No fue nada explícito el capitán de la selección mexicana de futbol en su apresurada comparecencia ante los medios, anoche en las instalaciones del Club Atlas, en el que sigue activo pese a su veteranía.

Se concentró en negar la información del Departamento del Tesoro de Estados Unidos, que lo liga a un narcotraficante detenido el pasado 20 de julio, como su testaferro o su prestanombre.

Habrá que estudiar a detalle la información de que se dispone; en principio, parece que la acusación está respaldada en datos sólidos, provenientes de documentos, algunos de los cuales ya han sido exhibidos, seguramente en los próximos días seguirán apareciendo pruebas.

Y habrá también que esperar la acción de su defensa legal, la que el jugador activó ya para limpiar su nombre.

Por lo pronto, Rafael Márquez no va a jugar el partido que los rojinegros tienen mañana por la noche en el estadio Jalisco contra el América, en el arranque de la fecha 4 del campeonato de Liga.

Supongo que la directiva atlista se mantendrá a la expectativa de lo que viene; de lo que salga, supongo también, dependerá su decisión de mantenerlo como parte de su plantilla o darlo de baja.

No es momento de especular.

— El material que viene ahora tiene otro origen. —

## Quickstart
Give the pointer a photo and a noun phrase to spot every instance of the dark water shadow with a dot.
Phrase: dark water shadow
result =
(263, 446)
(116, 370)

Ni al caso ponerse a suponer escenarios, lo único que debemos esperar es una investigación absolutamente seria, hoy tenemos una parte que acusa y otra, el acusado, que lo niega rotundamente. En medio, las autoridades mexicanas, que espero estén trabajando para esclarecer esto que hoy puso a una de las glorias del deporte mexicano, embarrado por completo en el lodazal de la sospecha.